Ed infatti questa Corte ha recentemente stabilito che (Cass. 6754/2011) la risarcibilità sia del pregiudizio biologico terminale che morale terminale – rispettivamente danno tanatologico e catastrofico – è condizionata, quanto alla prima voce di danno non patrimoniale, dalla permanenza in vita del soggetto lesionato perchè spentasi la persona cessa anche la sua capacità di acquistare che presuppone appunto e necessariamente l’esistenza di un soggetto di diritto., e, quanto alla seconda, dalla permanenza della coscienza perchè, se invece la morte sopravviene senza che la vittima abbia la possibilità di sentire la massima sofferenza dell’imminenza della morte o della gravissima entità delle lesioni subite, nessun danno morale terminale è riconoscibile ai suoi eredi perchè non è entrato nel patrimonio della vittima al momento della sua morte e poichè la natura non sanzionatoria, ma solo riparatoria o consolatoria del risarcimento del danno civile, sono tutele che non possono più esser attuate a favore del defunto.
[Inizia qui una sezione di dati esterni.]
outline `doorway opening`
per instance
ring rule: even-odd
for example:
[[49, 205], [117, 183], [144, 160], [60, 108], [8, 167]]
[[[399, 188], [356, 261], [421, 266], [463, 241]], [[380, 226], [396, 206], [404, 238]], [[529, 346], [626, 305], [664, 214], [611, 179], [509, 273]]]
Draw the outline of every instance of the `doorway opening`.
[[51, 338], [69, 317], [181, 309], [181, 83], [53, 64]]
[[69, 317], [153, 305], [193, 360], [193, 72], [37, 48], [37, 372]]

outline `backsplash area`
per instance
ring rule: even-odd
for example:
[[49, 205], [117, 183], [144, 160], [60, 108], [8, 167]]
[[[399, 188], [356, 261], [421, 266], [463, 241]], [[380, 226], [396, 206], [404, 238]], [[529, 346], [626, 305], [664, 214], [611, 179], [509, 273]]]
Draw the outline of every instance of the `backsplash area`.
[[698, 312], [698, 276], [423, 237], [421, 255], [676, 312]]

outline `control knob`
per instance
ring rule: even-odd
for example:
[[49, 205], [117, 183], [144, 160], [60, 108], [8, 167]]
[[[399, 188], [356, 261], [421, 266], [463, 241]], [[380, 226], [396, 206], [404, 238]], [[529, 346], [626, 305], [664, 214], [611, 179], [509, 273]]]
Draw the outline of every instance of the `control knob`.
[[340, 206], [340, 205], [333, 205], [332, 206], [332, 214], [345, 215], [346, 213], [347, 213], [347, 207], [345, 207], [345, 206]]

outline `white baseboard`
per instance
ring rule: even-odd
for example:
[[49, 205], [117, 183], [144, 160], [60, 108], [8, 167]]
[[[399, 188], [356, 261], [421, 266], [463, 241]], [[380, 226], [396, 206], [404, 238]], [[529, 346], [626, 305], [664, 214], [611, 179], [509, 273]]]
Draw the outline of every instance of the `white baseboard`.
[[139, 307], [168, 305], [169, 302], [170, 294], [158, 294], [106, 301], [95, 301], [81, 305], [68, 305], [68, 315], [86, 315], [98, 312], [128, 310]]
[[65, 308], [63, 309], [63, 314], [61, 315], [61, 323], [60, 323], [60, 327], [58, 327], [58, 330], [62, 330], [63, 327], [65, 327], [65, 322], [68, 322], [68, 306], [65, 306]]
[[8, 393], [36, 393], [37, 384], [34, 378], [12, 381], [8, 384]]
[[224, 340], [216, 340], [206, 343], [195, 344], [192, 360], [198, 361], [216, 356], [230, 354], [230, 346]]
A questi principi si è attenuta la Corte di merito avendo escluso, con accertamento di fatto non censurato, che tra l’incidente e la morte dell’ O. sia intercorso qualsiasi lasso di tempo: ” ..nel caso specifico la vittima venne raggiunta subito dopo l’incidente e ne fu constatata la morte immediata” (pag. 29, primo cpv.), sì che correttamente la Corte di merito ha escluso sia che le lesioni mortali fossero suscettibili di degenerare in patologia e così configurare il danno biologico, stante l’assenza di intervallo tra esse e la morte, sia lo stato di sofferenza della vittima, il cui decesso sul colpo ha escluso la percezione del trapasso.

 

Concludendo i ricorsi vanno respinti.

 

Si compensano le spese del giudizio di cassazione.

 

P.Q.M.

 

La Corte riunisce i ricorsi e li rigetta. Compensa le spese del giudizio di cassazione.

 

Così deciso in Roma, nella camera di consiglio, riconvocatasi il 24 febbraio 2011.